Они сели в «Волгу». Артем тронул машину, а Колычев продолжал:

– Так вот. Шпионом Ладейников был отнюдь не иностранным, а стучал в соответствующие органы, ты прекрасно знаешь в какие. Доподлинно известен следующий факт. Когда после пятьдесят третьего года оттуда, – Колычев указал большим пальцем себе за плечо, – стали возвращаться, некий его бывший сослуживец по Первому медицинскому явился прямо на кафедру и прилюдно плюнул ему в лицо. Возможно, он желал произвести еще и физические действия, но опасался последствий.

– А плевок разве не физическое действие? – иронически поинтересовался Артем.

– Не придирайся к словам. Его и так в институте недолюбливали, а после того случая многие вообще здороваться перестали. Правда, насколько я знаю, Ладейникова данное обстоятельство не особенно угнетало. Непонятно также, откуда он черпал средства на пополнение своей коллекции. Конечно, профессор, доктор наук зарабатывает весьма прилично. Да плюс публикации… И все равно, тратил он, по моим подсчетам, значительные суммы. А главное, ничего не продавал.

– Я тоже обратил на это внимание, – согласился Артем. – Ведь большинство коллекционеров, постоянно приобретая, одновременно и продают или хотя бы меняют… А этот ни-ни!

– Именно. Вообще странная личность. И смерть его лично у меня вызывает недоумение.

– То есть? – удивленно спросил Артем. – Ведь он умер от сердечного приступа. Мне Манефа говорила, их домработница.

– Если бы! Это они так утверждали. А на самом деле, по моей информации, случилось следующее. Он возвращался из института домой и… исчез. – Колычев сделал многозначительную паузу, ожидая реакции Артема.

– То есть как исчез?

– А очень просто. Как у нас люди исчезают. Пропал без вести. Ночь прошла, его нет. Утром на работе тоже нет. Жена, естественно, какой бы ленивой и равнодушной она ни была, забила тревогу. В институте тоже переполошились. Милиция начала поиски. Нет человека, и все тут! Исчез! Недели через три как будто нашли.

– Что значит: как будто?

– Дело происходило летом. Обнаружили его в лесополосе, возле станции электрички. Непонятно, как он туда попал, ведь жил здесь рядом, на Ленинградском… Следов насильственной смерти не обнаружили. Абсолютно гол: ни вещей, ни документов… Да и само тело… – Колычев крякнул. – Словом, не в лучшем виде. Может, это вообще был не он.

– Но ведь существует опознание? Родственников вызывают, знакомых… Наверное, приглашали жену, Манефу…

– Естественно, близкие подтвердили скорбный факт. Опознали, как там его звали?.. Эрастом, кажется. Как героя повести Карамзина «Бедная Лиза», – Колычев хрюкнул. – А почему бы им не опознать?

– Вы, Михаил Львович, какими-то загадками говорите. Это, выходит, не он, что ли, был?

– Вот уж не знаю, Артюша. И, откровенно говоря, знать не желаю. Только думаю: дело тут нечисто.

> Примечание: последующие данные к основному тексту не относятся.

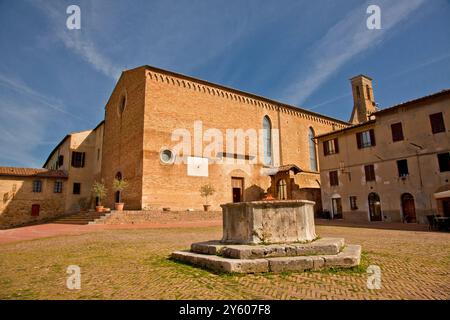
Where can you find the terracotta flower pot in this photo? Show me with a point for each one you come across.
(118, 206)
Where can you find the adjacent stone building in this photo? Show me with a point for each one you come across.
(392, 164)
(79, 154)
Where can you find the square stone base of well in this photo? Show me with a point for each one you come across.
(320, 254)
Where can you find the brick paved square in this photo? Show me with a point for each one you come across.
(134, 264)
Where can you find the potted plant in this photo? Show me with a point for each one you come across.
(99, 190)
(206, 191)
(83, 203)
(119, 185)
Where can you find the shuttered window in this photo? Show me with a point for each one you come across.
(444, 162)
(437, 123)
(330, 147)
(397, 131)
(76, 188)
(365, 139)
(353, 205)
(60, 160)
(334, 180)
(402, 167)
(78, 159)
(37, 186)
(370, 172)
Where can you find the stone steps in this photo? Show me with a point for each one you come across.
(350, 256)
(79, 218)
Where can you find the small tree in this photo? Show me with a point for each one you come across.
(206, 191)
(119, 185)
(99, 190)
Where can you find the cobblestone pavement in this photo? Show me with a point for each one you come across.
(134, 264)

«Волга» приближалась к Пушкинской площади.

– Как будем действовать? – спросил Артем.

– Поставь машину напротив «Известий» и отправляйся на встречу, а я пойду следом и со стороны погляжу на этого загадочного человека.


Небо внезапно потемнело, по верхушкам деревьев пронесся мгновенный яростный вихрь, громыхнуло, и на землю стеной обрушился теплый ливень. Он молотил по площади лишь пару минут и понесся дальше, но все находившиеся в сквере мгновенно промокли до нитки. Вымок и Артем. Он крутился возле мигом опустевших скамеек, чувствуя себя последним идиотом, пытался насвистывать «Манжерок», размахивал из стороны в сторону сумкой, привлекая к себе внимание. Но тщетно. Клиент не шел. Краем глаза он видел прогуливающегося поблизости Колычева. От дождя старичка защищал старомодный зонт с черепаховой рукоятью.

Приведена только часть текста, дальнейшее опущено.